Daisy Khan Building Bridges: 'It's Not Even Islamophobia, It's Beyond Islamophobia. It's Hate of Muslims'

The wife of the Ground Zero mosque imam sure has a curious method of "reaching out" to Americans who oppose her. Helpfully aided by America-hating ABC hack Christiane Amanpour, the bile really flowed this morning.
AMANPOUR: You talked about the state of Islam in the United States. And then we have this "Time" magazine cover that's being talked about a lot right now. Basically, is America Islamophobic?

Is America Islamophobic? Are you concerned about the long-term relationship between American Muslims and the rest of society here?

KHAN: Yes, I think we are deeply concerned, because this is like a metastasized anti-Semitism. That's what we feel right now. It's not even Islamophobia, it's beyond Islamophobia. It's hate of Muslims. And we are deeply concerned. You know, I have had, yesterday had a council with all religious -- Muslim religious leaders from around the country, and everybody is deeply concerned about what's going on around the nation.
Way to build bridges, Daisy. Call opponents names and accuse them of being haters. That ought to really help the cause.

Virtually every opponent of this abomination goes out of their way to say Islam isn't an issue, rather they oppose this mosque out of sensitivity to 9/11 families. Yet here we have this woman becoming increasingly belligerent and hostile by calling their opposition hateful toward Muslims. But since she's got the media on her side she feels empowered. Get a load of this duplicitous "reporting" from CNN.
The issue has become an emotional topic in the United States, with conservative Republicans and some families of victims leading an effort to prevent the Islamic center and mosque from being built.
Upwards of 70% of American oppose the mosque. That's a lot more than "conservative Republicans and some families" in opposition.

Update: The New York Post's Phil Mushnick offers some interesting perspective on this debate.
Few opposed to the mosque near Ground Zero have argued that Muslims don’t have the right, but have asked whether it’s the right thing to do. It strikes them in the gut, the heart and the head as just plain wrong.

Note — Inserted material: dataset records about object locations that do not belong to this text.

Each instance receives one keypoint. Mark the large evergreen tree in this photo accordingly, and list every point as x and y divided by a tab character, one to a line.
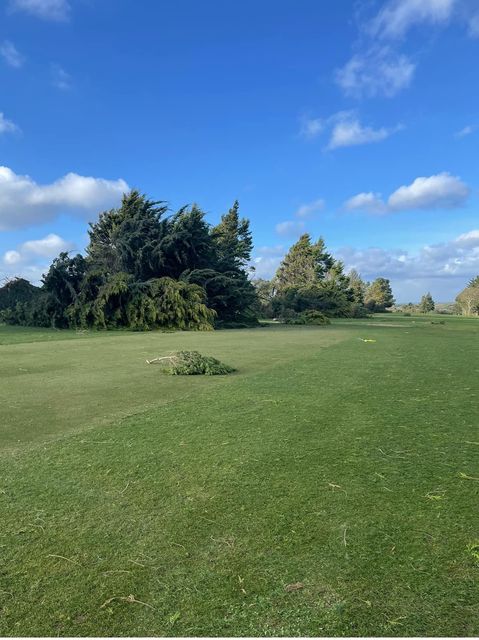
308	279
427	303
144	269
379	295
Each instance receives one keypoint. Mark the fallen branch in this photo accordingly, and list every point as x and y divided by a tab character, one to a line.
131	598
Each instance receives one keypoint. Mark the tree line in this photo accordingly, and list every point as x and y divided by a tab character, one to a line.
310	278
144	269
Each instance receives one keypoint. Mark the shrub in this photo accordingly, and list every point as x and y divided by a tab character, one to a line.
307	317
315	317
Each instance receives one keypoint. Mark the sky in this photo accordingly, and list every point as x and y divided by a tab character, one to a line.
353	120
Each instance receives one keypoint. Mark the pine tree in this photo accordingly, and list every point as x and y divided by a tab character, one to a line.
232	240
427	303
305	264
357	286
379	295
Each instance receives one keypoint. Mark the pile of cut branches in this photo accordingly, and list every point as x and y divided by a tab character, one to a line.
192	363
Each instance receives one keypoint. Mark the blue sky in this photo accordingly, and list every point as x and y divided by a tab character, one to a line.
357	121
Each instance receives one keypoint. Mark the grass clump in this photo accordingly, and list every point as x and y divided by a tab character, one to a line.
192	363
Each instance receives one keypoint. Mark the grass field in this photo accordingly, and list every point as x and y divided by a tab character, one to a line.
133	503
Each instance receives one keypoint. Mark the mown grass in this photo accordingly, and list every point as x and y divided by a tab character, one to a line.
324	461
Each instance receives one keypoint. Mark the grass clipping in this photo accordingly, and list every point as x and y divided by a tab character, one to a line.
192	363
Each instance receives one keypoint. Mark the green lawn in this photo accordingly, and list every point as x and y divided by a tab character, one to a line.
134	503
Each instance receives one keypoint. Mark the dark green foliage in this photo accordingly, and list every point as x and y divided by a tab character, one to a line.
305	264
307	317
309	278
144	270
17	290
232	241
379	296
265	292
427	303
159	303
230	294
192	363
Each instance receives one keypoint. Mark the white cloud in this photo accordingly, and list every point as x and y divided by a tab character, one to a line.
290	228
441	191
31	259
398	16
60	78
47	247
266	261
306	210
377	72
7	126
348	131
11	55
443	268
370	202
55	10
466	131
24	202
12	257
311	127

Yet, when you cite rights as opposed to what’s right, those who consider it the wrong thing to do — a highly reasonable and understandable position — can then be disregarded as bigots and xenophobes.

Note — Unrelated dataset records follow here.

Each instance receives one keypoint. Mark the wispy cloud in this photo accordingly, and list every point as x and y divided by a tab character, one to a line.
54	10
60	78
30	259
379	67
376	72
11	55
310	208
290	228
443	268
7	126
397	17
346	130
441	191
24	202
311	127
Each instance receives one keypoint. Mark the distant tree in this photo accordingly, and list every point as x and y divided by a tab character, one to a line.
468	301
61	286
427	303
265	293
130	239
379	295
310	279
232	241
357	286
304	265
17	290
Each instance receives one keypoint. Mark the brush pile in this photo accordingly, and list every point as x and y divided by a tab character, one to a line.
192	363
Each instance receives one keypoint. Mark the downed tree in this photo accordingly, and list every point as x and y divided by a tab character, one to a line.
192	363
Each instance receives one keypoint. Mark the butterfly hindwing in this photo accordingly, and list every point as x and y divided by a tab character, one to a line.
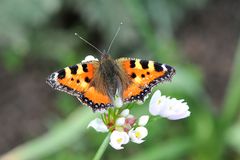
143	75
76	80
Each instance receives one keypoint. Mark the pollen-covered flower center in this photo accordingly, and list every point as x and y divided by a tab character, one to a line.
138	134
119	140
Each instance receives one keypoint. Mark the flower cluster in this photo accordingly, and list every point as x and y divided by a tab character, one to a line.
125	127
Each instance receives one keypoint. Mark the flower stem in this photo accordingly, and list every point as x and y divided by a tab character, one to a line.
102	148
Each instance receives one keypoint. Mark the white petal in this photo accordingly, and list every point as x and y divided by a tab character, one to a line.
89	58
180	116
118	138
138	134
120	121
174	109
143	120
154	103
125	113
98	125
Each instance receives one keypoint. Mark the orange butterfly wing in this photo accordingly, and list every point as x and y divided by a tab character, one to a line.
143	75
76	80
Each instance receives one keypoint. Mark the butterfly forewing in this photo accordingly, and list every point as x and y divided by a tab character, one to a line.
76	80
143	75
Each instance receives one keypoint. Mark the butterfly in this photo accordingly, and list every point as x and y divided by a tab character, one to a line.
96	83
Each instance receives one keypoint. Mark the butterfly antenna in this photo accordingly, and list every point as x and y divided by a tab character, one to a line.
76	34
119	27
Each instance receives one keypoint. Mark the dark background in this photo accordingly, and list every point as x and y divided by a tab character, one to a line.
199	37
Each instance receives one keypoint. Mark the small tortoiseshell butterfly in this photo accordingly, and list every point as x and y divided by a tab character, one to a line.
95	83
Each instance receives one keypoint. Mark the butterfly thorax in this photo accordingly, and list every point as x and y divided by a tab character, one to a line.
109	79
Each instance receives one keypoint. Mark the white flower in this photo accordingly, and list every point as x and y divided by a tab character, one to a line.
155	102
120	121
175	109
98	125
89	58
138	134
172	109
118	102
125	113
143	120
118	138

The question the Mayor, President and media should more strongly consider is why, if the point men in the establishment of this large mosque are as sensitive as they claim, would they want to establish it near Ground Zero? Why would they even choose to be perceived as rubbing Islam into the wounds of those most afflicted by Islamic extremism?

Imagine if the Bloomberg or Obama had a family member murdered by a lunatic. And then, 10 years later, relatives of the murderers chose to buy the house across the street.

Wouldn’t Bloomberg and Obama find that unsettling? Wouldn’t they wonder why, of all places, these folks chose to live across the street?

The issue isn’t about legal rights. It’s about common sense and common decency; it about passing minimal smell and taste tests. We all have the right to be wrong, but that doesn’t make it right.